Boris Johnson tentou se encontrar com Elizabeth II enquanto estava com Covid-19
Livro de Valentine Low, ex-correspondente real, expõe bastidores da monarquia britânica e segredos guardados a portas fechadas entre a família real e o governo

O livro “Power and The Palace”, do jornalista Valentine Low, ex-correspondente real do The Times, promete abalar as estruturas da monarquia britânica ao revelar segredos guardados a portas fechadas entre a família real e o governo.
Com lançamento marcado para o dia 11 de setembro, a obra já gera repercussão com trechos divulgados antecipadamente pelo próprio jornal, trazendo à tona episódios inéditos e controversos envolvendo membros da realeza.
Entre as revelações mais impactantes está o relato de que a Rainha Elizabeth II se opôs ao Brexit, contradizendo a imagem pública de neutralidade política que sempre cultivou. Segundo Low, durante uma conversa privada com um ministro, a monarca teria dito: “Não deveríamos deixar a UE” e completado com a frase:
É melhor ficar com o diabo que você conhece”.
O autor argumenta que, se tivesse votado, Elizabeth teria optado por permanecer na União Europeia, vendo o bloco como parte do esforço de estabilidade e cooperação do pós-guerra.
A obra também traz à tona um episódio pessoal e chocante vivido pela atual rainha consorte Camilla, quando ainda era adolescente. De acordo com um relato feito por ela ao ex-primeiro-ministro Boris Johnson — e reproduzido por seu ex-diretor de comunicações, Guto Harri — Camilla foi vítima de uma agressão sexual em um trem quando tinha cerca de 16 ou 17 anos. Ela reagiu de forma imediata e corajosa, golpeando o agressor com o salto do sapato e, ao chegar à estação de Paddington, denunciou o homem à polícia, que acabou preso.
Mais revelações
Além disso, o livro levanta questões sobre a tensão entre Elizabeth II e seu filho, o então príncipe Charles (hoje rei Charles III), em relação ao ativismo político. A rainha, segundo fontes do palácio, não aprovava a postura militante do filho em temas como mudanças climáticas e via suas cartas aos ministros como uma quebra da necessária neutralidade real.

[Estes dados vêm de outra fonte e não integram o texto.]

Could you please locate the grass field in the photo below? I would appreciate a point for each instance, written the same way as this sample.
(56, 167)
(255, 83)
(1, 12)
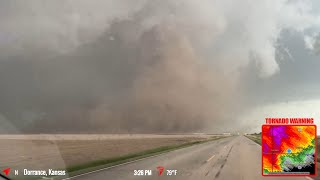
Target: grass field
(80, 152)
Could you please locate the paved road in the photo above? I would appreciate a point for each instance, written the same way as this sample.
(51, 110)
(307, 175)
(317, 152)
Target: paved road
(232, 158)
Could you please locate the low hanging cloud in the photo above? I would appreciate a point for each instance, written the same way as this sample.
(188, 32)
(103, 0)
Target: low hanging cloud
(143, 66)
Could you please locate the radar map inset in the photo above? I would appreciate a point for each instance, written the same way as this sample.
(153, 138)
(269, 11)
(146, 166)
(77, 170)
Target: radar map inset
(289, 150)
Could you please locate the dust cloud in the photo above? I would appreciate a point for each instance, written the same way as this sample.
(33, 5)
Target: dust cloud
(144, 67)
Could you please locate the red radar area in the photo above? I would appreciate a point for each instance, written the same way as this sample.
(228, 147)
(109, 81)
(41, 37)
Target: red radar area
(289, 150)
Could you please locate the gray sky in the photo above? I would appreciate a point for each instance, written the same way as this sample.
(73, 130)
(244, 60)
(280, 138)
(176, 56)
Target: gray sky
(156, 66)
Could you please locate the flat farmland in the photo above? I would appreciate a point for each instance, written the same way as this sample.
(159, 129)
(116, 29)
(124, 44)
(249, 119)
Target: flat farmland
(60, 151)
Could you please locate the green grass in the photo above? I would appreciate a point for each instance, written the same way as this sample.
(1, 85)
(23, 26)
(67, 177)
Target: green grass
(104, 163)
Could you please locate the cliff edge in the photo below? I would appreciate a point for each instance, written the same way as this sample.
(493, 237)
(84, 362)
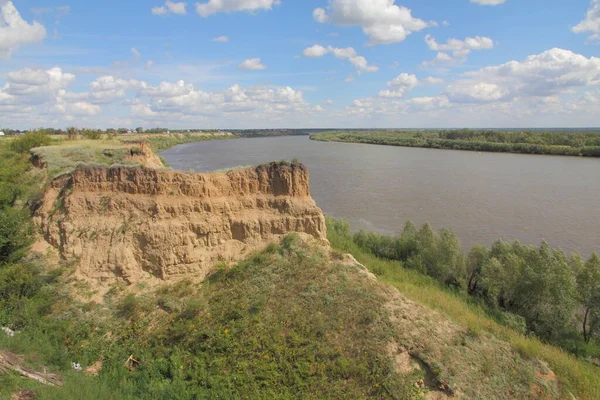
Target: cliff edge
(120, 224)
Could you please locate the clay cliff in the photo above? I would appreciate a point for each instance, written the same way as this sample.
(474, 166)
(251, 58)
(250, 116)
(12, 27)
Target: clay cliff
(119, 224)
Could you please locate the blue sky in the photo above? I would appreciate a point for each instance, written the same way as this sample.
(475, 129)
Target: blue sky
(300, 63)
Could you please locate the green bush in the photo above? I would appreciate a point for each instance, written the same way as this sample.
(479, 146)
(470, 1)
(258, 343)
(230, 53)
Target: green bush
(23, 144)
(16, 234)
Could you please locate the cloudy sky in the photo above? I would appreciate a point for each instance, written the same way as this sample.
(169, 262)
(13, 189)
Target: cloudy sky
(300, 63)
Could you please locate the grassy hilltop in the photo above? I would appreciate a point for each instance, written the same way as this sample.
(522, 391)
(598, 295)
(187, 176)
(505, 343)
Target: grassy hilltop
(525, 142)
(297, 320)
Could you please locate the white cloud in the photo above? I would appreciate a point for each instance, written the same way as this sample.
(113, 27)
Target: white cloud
(320, 15)
(489, 2)
(403, 83)
(460, 49)
(176, 7)
(252, 64)
(476, 92)
(315, 51)
(591, 23)
(34, 86)
(430, 80)
(440, 58)
(159, 10)
(382, 21)
(170, 7)
(359, 62)
(553, 72)
(216, 6)
(15, 31)
(400, 85)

Assim que você se envolve em política, você escolhe um lado – e perde parte do povo”, teria sido seu posicionamento.
Outras revelações incluem a descrição da falecida rainha como uma figura politicamente franca nos bastidores, algo confirmado pelo ex-ministro George Osborne: “Ela era muito direta ao dizer o que pensava sobre os indivíduos, inclusive da própria família, e sobre os rumos do país”.
Em outro episódio polêmico, o livro relata que Boris Johnson tentou se encontrar com Elizabeth II nos estágios iniciais de sua infecção por Covid-19, o que gerou reação indignada de seus assessores. Um deles, Dominic Cummings, teria exclamado: “Você vai matar a rainha, p*\*\*a. Você está louco?”.
Segundo o ‘Independent’, o Palácio de Buckingham não quis comentar as alegações. Ainda assim, “Power and The Palace” promete ser uma das obras mais provocativas sobre a relação entre a monarquia e o poder político moderno no Reino Unido, revelando os limites — nem sempre respeitados — da neutralidade institucional da Coroa.